Da wo heute das Stadthaus steht, lagen bis um 1900 die Klostergebäude der ehemaligen Fraumünsterabtei. Deren Vorsteherin, die Äbtissin, war bis zur Reformation auch Stadtherrin von Zürich. Heute sind nur noch die Kirche und der Kreuzgang der einst mächtigen Abtei zu sehen. Überblick zum Fraumünsterkloster: Geschichte, Gründungslegende, Anlage und zugehöriger Bestattungsplatz.
Wie erwartet stiessen die Ausgräberinnen und Ausgräber bei den baubegleitenden archäologischen Ausgrabeungen im Fraumünsterquartier auf die Spuren des im 19. Jahrhundert abgebrochenen Kratzquartiers. Immer wieder kam Überraschendes dabei zu Tage, so die Klostermauer, wenige Zentimeter unter dem aktuellen Strassenbelag vor dem Stadthaus. Oder Herausragendes, wie ein mittelalterlicher Gussformtrocknungsofen an der Fraumünsterstrasse, den man möglicherweise für die Herstellung einer Glocke verwendet hatte.
Bei den Ausgrabungen im Fraumünsterquartier 2013–2014 wurde im Bereich der Börsenstrasse ein (Pilger)Abzeichen aus dem Spätmittelalter gefunden. Es zeigt Kaiser Karl den Grossen bei der Hirschjagd und der anschliessenden Auffindung der Gräber von Felix und Regula.

Das nur 4 cm grosse Abzeichen aus Metall zeigt einen Reiter auf seinem Pferd. Das reich geschmückte Pferd sinkt mit nach vorne geneigtem Körper in die Knie, wie das umgebogene linke Vorderbein zeigt. Die untere Hälfte des rechten Beins ist leider abgebrochen. Der Reiter – aufgrund der Krone ein Kaiser oder König – trägt ein modisches, eng geschnittenes Wams, gewellte, halblange Haare umgeben ein bartloses Gesicht. Das Abzeichen konnte mit zwei gegenständigen Nadeln auf der Rückseite an einem festen Stoff wie Filz oder Wolle befestigt werden.
Der Legende nach jagte Karl der Grosse von Köln her kommend tagelang einer weissen Hirschkuh nach. Diese kniete beim heutigen Grossmünster nieder und sogleich taten es ihm die Hunde und Pferde der Jagdgesellschaft nach. Nachdem ihm berichtet wurde, dass hier etliche Heilige begraben lägen, liess Karl nach den Gräbern suchen und die Gebeine von Felix und Regula sowie Exuperantius erheben.
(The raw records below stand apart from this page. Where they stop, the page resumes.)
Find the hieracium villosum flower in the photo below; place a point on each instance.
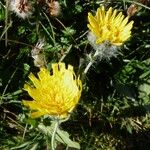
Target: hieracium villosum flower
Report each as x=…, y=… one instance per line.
x=53, y=94
x=108, y=31
x=22, y=8
x=108, y=26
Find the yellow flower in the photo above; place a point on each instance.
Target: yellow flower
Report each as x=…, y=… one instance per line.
x=108, y=26
x=56, y=94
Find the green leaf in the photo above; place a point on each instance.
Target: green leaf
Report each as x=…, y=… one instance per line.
x=65, y=137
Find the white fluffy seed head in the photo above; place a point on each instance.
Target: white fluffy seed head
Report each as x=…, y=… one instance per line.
x=105, y=50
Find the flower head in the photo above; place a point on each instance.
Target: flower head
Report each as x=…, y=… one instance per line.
x=22, y=8
x=108, y=26
x=55, y=95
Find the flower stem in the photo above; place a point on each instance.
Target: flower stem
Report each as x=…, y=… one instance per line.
x=53, y=135
x=88, y=67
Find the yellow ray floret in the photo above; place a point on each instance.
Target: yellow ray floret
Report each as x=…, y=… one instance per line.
x=108, y=26
x=55, y=95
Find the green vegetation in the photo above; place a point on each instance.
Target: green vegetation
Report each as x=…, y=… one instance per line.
x=113, y=111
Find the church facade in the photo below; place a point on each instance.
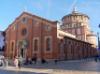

Die Szene auf dem Abzeichen ist mit der Darstellung auf dem Stifter-Kapitell im Grossmünster vergleichbar, das in die Mitte des 12. Jahrhundert datiert. Dieses Kapitell legitimierte das Grossmünster als Gründung Karls des Grossen und ist dessen früheste Darstellung in Zürich.
Nach seiner Heiligsprechung im Jahr 1165 waren seit dem 13. Jahrhundert auch Reliquien Karls verfügbar, ab 1233 besass das Grossmünster einen Daumen Karls. In der Hälfte des 13. Jahrhunderts wurde Karl auch in den übrigen Zürcher Kirchen als Heiliger verehrt, und Karls Bild erschien auf Zürcher Münzen. Im Spätmittelalter erhielt Karl eine auf Zürich zugeschnittene Biografie, und in den 1480er Jahren entstand die überlebensgrosse Sitzstatue am Südturm (heute Kopie von 1935).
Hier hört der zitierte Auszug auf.